Here's the thing. You drive over to the local Dallas Tom Overpriced Thumb in search of Boxing Day provisions, and what do you find? A lonely, less than half-price, New York Strip roast. Whoa, apparently no one wanted this bad boy before Christmas because it cost an absurd Bidenflation 70 bucks. So now it sits orphaned and unwanted on the slave block of fate at a mere 24 USD. So what do you do?
Buy it, of course, and thank the Gods of Roast Beef for their largesse. Good work, you've rescued this superior cut of beef from the scandal of back alley dumpsterism. Well done, but your work isn't over, you have to roast that beef and do it right. Yes, but how?
Here's how. Take the meat out of the fridge and let it rest till room temp, in the meanwhile preheat your oven to 450. It's not hard, listen to triumphant music while you're at it, maybe something by Handel or Hawkwind's Motorhead, your call.
Then brush the meat with olive oil, grind some black pepper onto the thing, add coarse salt, and place on a vegetable trivot of onion, carrot, garlic and celery. Let the beast sit while the oven heats up and make Yorkshire Pudding batter. It's not hard, I use Gordon Ramsey's recipe because it works. Put the batter in the fridge and the roast in the oven.
Sear at 450 for 15 minutes, then lower heat to 325 and roast for 45 minutes. Watch that thing like a hawk and check with a meat thermometer an hour in. It probably won't be ready and that's a good thing, you have leeway. If so, let it cook for another 15 minutes or so until the meat reaches 120. (4.5 pound timing) When it does, take it out and cover with tinfoil.
Let it rest and become perfect as you make Yorkshire Pudding, gravy and reheat Christmas Eve's roast potatoes; that'll take about thirty minutes. Then have at it, and slice that medium rare beef up. And fall upon your scoff.
Like a Warrior,
LSP
My grandmother (of the MacDougal side of things) made the best Yorkshire Pudding, always first in line whenever heading there for Sunday roast beef dinner...but alas, no seconds on the YP (huge disappointment for a young hollow-legger like myself). Brother (the chef) did as you posted for Christmas dinner this year...dang near flew 1800 miles just to test it all out, had to settle for pics.
ReplyDeletePaul, my recommendation is this. Let the YPs settle in their tin at heat for around 5 minutes over the 20 min deadline. Seriously, they'll stand up and not fall down.
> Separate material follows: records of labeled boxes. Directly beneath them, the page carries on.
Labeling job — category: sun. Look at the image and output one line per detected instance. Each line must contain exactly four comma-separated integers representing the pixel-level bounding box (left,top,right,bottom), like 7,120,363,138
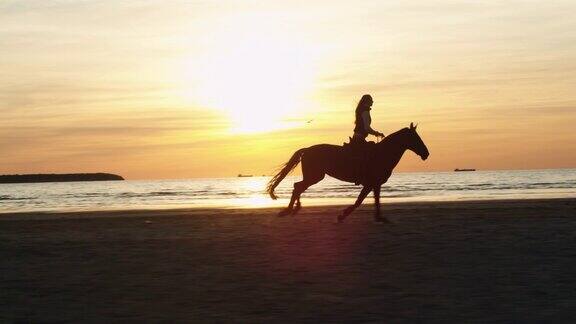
180,15,315,133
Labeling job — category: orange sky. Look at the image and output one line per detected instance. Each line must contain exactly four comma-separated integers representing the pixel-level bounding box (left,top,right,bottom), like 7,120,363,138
0,0,576,179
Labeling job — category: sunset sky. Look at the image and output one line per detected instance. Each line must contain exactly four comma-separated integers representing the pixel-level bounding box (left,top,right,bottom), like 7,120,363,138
0,0,576,179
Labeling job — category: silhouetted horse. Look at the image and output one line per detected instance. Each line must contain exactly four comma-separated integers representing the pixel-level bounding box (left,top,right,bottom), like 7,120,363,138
267,123,430,222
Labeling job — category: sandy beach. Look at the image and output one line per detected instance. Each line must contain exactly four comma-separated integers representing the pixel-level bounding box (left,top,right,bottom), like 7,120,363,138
0,199,576,323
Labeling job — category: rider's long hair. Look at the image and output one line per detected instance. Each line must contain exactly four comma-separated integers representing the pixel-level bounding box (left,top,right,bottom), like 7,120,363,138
356,94,373,113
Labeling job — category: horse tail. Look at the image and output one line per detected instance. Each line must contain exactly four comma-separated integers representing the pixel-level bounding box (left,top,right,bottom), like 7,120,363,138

ReplyDeleteGood luck with pics.
I have never seen a New York Strip roast before. Looks like it tasted wonderful. I presume the RIP meant Roast in Peace and did not mean that something had happened to your Glock?
ReplyDeleteLinda, what a classic US cut!
ReplyDeleteThe Glock thing is this -- Mr. Glock, who invented it all, died today. RIP.
$24!! you stole it.
ReplyDeleteTo be fair, I would have cut it into steaks, eaten one, and frozen the rest for later. I'm cheap...
ReplyDeleteYessir, RHSM.
ReplyDeleteI was tempted to do exactly that, LL, but got into the roast beef vibe and there you have it,
ReplyDeleteI tell you, that beef was perfection and I don't say that lightly.
PS. Do NCOs/Officers in the DLC wear Guards style covers? I feel we do, but chime in.
Ah. I see. I had not heard about Mr. Glock. Yes, RIP.
ReplyDeleteHe was quite the engineer, Linda. But Glocks aside, do check out NY Strip roast -- be sure to get it on discount, though because... Bidenflation is a hideous thing.
ReplyDeleteThat looks wonderful. And such a good find too. One used to be able to find veritable slabs of fresh salmon marked down to below half price around 9pm at the Kroger near my parents’ house. Then the department manager changed, and no more bargains to be found.
ReplyDeleteBut last year I checked the place out from habit (or sheer bloody mindedness) and found a cello-wrapped styrofoam tray with a single boiled shrimp on it. Not a prawn, mind you, an ordinary “36-40/lb” little shrimp. A sticker proudly proclaimed “End of Day Bargain! Now only $1.09!” I’d really really like to think that was a joke. But we live in strange times, so who knows?
Mike_C
Mike, I was surprised to find it at my mother's overpriced supermarket, and it turned out well to boot.
ReplyDeleteA shrimp, for $1.09? Huh. But back to beef.
I've noticed the local Walmart has seriously jacked up the price on steak and roasts over the last few years, by about 50%. No bargains there. They've also stopped selling 5.56 and pistol ammo. They're about to stop selling cigarettes.
Is there some kind of plot afoot? As you say, strange times.